Court Opinion

ID: 8592490
Source: CourtListenerOpinion
Date Created: 2022-11-23 15:52:42.499714+00
Date Added: 2024-06-11T16:54:35.770132
License: Public Domain

Whitaker, Judge, dissenting in which Barksdale, District Judge,
sitting by designation, joins:
I cannot agree with the majority. When plaintiff was employed there was no agreement that he shonld work any definite amount of overtime, or any at all. He was employed as a supervisory firefighter, the rate of compensation for which position did not include any overtime. Under the statute he was entitled to demand this rate of compensation, but he was not entitled to demand that he be allowed to work overtime and to receive overtime pay. He received pay for overtime only as it was ordered from time to time. So far as we know, no overtime might be ordered; certainly we do not know in advance how much; in one year it might be more or less than in another. It was not a fixed amount. His rate of compensation on the date of his discharge is what defendant agreed to pay him for straight time. It did not include amounts which events subsequent to the date of his discharge showed he might have earned. The judgment of the majority allows him to recover what he might have earned, not what the Government was obligated to pay him.

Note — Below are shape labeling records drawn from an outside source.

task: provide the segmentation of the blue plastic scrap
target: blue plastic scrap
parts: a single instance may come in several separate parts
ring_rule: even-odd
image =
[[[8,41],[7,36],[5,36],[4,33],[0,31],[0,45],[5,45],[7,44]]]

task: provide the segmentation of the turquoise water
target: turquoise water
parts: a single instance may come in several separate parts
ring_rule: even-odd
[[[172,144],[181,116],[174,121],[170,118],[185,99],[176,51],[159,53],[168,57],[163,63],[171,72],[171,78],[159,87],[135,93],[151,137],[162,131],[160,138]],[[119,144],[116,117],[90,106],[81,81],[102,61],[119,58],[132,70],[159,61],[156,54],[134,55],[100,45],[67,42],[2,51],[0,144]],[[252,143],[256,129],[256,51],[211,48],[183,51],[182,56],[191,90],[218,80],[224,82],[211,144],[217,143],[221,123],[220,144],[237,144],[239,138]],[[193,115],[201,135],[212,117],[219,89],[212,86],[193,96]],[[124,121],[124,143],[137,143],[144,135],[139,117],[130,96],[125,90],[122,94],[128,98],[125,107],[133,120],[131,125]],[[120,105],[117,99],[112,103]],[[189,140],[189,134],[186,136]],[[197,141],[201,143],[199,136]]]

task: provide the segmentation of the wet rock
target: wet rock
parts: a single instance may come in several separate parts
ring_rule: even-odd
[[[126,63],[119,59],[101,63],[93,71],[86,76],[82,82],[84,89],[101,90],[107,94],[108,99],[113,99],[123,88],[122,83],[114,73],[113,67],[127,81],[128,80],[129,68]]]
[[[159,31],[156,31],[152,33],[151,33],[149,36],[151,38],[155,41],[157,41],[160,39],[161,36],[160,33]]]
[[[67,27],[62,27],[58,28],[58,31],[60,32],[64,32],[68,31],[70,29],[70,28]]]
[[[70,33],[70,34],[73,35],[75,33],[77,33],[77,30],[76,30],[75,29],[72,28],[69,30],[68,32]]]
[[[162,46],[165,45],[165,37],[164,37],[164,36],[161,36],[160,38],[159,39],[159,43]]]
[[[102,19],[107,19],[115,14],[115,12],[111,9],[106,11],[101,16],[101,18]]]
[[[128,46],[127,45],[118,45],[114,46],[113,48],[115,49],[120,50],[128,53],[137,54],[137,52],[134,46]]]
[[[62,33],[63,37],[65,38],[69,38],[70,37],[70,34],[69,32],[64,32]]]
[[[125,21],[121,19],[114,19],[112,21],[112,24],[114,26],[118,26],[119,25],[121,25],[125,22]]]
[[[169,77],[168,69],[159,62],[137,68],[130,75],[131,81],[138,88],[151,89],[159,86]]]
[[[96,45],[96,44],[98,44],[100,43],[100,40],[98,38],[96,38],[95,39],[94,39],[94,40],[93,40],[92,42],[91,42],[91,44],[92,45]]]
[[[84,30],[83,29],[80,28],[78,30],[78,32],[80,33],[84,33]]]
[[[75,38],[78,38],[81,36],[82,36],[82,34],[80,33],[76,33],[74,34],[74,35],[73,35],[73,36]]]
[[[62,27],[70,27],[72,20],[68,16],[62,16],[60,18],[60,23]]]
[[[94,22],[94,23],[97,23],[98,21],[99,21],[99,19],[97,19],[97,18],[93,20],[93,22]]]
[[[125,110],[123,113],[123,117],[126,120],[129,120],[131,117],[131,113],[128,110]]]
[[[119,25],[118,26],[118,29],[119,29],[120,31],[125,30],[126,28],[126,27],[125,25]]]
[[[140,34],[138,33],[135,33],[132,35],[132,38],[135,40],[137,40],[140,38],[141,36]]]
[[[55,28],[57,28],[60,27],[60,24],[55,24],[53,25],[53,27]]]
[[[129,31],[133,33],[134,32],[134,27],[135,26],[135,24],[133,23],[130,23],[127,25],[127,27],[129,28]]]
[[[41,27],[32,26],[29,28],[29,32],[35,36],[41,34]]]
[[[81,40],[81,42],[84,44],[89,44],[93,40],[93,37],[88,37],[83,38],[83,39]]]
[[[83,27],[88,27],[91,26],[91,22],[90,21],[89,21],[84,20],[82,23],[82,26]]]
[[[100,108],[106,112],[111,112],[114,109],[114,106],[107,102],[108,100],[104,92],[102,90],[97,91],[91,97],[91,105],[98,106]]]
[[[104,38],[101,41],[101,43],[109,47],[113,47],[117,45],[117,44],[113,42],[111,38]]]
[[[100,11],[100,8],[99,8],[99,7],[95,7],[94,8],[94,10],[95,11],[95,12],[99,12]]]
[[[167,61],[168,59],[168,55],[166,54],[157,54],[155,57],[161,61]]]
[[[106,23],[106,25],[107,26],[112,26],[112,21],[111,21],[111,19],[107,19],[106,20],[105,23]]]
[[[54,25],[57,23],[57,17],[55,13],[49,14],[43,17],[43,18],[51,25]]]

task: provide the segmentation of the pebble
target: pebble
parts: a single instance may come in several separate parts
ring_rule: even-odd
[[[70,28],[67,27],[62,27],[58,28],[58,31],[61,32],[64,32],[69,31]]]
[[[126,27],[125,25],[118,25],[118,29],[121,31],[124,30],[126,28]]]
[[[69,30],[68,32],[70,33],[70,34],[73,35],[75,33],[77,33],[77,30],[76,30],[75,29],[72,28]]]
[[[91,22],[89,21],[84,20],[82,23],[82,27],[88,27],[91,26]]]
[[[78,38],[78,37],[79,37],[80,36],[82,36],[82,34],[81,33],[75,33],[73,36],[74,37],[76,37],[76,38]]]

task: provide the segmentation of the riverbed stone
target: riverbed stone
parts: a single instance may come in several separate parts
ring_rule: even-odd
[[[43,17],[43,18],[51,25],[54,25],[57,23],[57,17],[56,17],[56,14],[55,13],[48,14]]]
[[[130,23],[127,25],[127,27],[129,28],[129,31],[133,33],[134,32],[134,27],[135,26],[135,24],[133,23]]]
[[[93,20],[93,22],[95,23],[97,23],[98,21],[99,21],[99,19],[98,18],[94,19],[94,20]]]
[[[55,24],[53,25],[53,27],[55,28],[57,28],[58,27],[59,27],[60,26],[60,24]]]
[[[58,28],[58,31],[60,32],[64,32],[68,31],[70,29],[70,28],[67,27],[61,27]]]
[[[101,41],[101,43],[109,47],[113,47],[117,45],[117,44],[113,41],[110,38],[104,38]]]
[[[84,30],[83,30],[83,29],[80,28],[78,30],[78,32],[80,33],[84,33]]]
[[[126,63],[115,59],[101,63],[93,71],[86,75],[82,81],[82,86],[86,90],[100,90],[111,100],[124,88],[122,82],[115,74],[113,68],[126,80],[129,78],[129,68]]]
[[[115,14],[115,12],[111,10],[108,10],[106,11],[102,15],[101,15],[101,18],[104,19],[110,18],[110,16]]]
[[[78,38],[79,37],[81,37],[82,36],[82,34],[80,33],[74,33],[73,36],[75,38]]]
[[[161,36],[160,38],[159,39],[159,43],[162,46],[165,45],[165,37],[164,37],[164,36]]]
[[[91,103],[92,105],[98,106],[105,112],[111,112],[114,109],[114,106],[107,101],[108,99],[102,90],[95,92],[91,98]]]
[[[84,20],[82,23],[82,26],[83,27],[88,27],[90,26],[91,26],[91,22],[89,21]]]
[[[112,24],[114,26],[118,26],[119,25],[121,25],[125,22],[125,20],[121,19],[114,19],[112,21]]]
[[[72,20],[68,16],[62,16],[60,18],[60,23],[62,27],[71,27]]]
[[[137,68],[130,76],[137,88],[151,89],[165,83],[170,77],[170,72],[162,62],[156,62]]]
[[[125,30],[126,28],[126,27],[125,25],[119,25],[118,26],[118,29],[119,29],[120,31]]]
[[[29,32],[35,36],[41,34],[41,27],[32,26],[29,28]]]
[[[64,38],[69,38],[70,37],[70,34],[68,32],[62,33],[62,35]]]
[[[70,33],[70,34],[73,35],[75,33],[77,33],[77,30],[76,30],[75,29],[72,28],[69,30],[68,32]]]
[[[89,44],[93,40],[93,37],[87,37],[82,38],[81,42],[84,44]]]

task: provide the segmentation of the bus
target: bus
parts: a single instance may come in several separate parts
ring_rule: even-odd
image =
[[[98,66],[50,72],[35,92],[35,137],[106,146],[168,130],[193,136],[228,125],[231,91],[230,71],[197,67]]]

We have consistently held, in interpreting the 1948 amendment to the Lloyd-LaFollette Act, that the amount of recovery is limited to the rate of pay, at the time of discharge, for the position held by the employee. Pechette v. United States, 145 Ct. Cl. 189; O’Brien v. United States, 138 Ct. Cl. 296. This means that the amount of salary which the employee is entitled to recover is measured by the amount to which the employee had an enforceable right at the time of discharge. Thus, an illegally discharged employee is not entitled to recover periodic step increases or statutory pay increases which he might have received, because he was not entitled to them at the date of his discharge. The same reasoning is applicable to the recovery of overtime pay. The mere fact that a civil servant occupies a certain position in the Government does not give him an enforceable right to demand pay for overtime which he may or may not render. No such right exists. Therefore, it cannot be stated that overtime pay is “compensation * * * with respect to the *871position from which he was discharged.” Overtime pay is compensation for overtime worked by an employee and is not in any way an integral part of the compensation of a particular job.